Well, the last time they asked for extra renumeration for doing their job, S got mad and refused to pay them. In fact he gave them a royal telling-off, translated by E. They slunk away. Thereafter, the driver who lives on our property paid them. (His explanation: "They come long way, ma'am.") So be it.

Only tonight S wasn't home, and consequently his driver wasn't home, so they cautiously approached the head guard. He, less cautiously, approached me. His English is pretty bad, so just to be sure, I had E come down to translate. The men didn't want to come where I could see them, but I insisted (wanted to be sure that they were who they said they were - not that they have uniforms or anything, but I felt that I at least ought to see their faces). In they finally came. Everyone stood around very awkwardly for a few minutes. Finally, impatient and tired, I blurted out "What do you want?"

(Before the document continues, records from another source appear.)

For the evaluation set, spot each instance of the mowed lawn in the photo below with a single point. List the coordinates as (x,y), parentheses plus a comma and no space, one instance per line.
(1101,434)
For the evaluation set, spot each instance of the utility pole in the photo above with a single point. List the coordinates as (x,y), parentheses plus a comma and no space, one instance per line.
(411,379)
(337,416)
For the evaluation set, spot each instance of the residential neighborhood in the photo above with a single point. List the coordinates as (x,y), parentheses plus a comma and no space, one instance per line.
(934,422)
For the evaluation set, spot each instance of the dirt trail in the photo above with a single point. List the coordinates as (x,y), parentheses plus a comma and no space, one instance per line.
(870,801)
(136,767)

Everyone, and I do mean everyone - the head guard, the other guards, even E - burst out into laughter. And they laughed, and laughed, and laughed, until finally the electric company man slunk away again, with an embarrassed grin on his face.

I didn't laugh. I didn't mean it to be funny. I just wanted to hear how much he wanted. I mean, can't you just come out and say you want a bribe? I guess not. At any rate, I had a kid with a stomachache, and I hadn't eaten my own dinner yet. So I asked.

The joke's on him though - I had his money in my pocket, all waiting for him.

So my theory tests true - you can't translate humor.